The three-page field report and a 122-page final report three weeks later were stamped "secret" and shelved. Meanwhile, for nearly a year, administration and intelligence officials continued to publicly assert that the trailers were weapons factories.


Deja Vu!

The authors of the reports were nine U.S. and British civilian experts -- scientists and engineers with extensive experience in all the technical fields involved in making bioweapons -- who were dispatched to Baghdad by the Defense Intelligence Agency for an analysis of the trailers.

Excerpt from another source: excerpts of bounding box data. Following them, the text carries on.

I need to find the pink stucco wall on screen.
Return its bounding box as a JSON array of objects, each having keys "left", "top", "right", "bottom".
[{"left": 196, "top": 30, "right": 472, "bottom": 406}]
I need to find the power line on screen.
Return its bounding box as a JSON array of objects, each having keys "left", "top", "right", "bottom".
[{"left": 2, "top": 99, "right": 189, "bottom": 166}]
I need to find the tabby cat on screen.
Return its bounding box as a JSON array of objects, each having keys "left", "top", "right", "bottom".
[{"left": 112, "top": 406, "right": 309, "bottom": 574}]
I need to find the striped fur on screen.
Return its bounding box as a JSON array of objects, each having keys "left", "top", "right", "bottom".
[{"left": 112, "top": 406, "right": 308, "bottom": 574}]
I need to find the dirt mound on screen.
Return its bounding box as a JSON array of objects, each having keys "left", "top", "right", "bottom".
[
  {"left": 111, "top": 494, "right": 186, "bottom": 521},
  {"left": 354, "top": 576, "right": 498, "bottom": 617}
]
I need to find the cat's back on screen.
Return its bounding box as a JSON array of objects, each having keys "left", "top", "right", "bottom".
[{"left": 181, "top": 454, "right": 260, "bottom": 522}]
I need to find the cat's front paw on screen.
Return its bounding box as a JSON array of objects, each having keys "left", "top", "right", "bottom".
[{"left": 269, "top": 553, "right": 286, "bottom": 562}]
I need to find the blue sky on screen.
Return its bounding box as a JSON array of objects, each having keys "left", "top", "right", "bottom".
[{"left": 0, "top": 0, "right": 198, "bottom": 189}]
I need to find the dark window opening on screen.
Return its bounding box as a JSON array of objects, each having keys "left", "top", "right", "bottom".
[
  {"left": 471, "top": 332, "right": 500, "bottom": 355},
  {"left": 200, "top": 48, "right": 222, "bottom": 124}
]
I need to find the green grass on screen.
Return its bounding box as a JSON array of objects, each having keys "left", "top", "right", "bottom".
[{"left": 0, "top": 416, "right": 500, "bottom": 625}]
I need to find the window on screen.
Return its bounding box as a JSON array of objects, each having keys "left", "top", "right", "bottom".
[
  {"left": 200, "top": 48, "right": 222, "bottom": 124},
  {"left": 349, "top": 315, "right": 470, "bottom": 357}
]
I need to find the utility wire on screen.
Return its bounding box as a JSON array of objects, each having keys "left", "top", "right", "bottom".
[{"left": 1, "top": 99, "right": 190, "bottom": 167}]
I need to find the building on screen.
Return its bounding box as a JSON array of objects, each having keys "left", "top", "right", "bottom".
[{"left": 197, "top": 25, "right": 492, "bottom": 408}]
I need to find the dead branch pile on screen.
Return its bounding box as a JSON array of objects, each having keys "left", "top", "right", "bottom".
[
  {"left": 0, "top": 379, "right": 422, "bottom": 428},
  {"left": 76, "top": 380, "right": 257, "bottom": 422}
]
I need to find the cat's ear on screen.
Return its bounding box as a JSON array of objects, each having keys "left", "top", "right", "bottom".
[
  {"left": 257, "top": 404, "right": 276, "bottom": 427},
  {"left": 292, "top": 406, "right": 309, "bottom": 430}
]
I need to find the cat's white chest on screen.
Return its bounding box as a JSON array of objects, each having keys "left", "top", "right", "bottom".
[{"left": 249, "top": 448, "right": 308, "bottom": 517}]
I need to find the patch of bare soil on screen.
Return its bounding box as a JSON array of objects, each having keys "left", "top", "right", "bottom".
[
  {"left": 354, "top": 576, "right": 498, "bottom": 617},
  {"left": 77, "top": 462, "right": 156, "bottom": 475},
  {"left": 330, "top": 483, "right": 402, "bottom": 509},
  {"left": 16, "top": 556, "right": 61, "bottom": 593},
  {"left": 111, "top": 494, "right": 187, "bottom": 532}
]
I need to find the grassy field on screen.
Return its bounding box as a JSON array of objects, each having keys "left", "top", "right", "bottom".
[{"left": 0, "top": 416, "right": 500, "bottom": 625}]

Their actions and findings were described to a Washington Post reporter in interviews with six government officials and weapons experts who participated in the mission or had direct knowledge of it.

None would consent to being identified by name because of fear that their jobs would be jeopardized. Their accounts were verified by other current and former government officials knowledgeable about the mission. The contents of the final report, "Final Technical Engineering Exploitation Report on Iraqi Suspected Biological Weapons-Associated Trailers," remain classified. But interviews reveal that the technical team was unequivocal in its conclusion that the trailers were not intended to manufacture biological weapons. Those interviewed took care not to discuss the classified portions of their work.

"There was no connection to anything biological," said one expert who studied the trailers. Another recalled an epithet that came to be associated with the trailers: "the biggest sand toilets in the world."


Go read the whole thing. Can this please be the final nail in the coffin?

Okay... a question to any Bush supporters that may be reading this... and honestly, I'm not trying to bait you. But how can you, with good conscience, continue to support George W. Bush?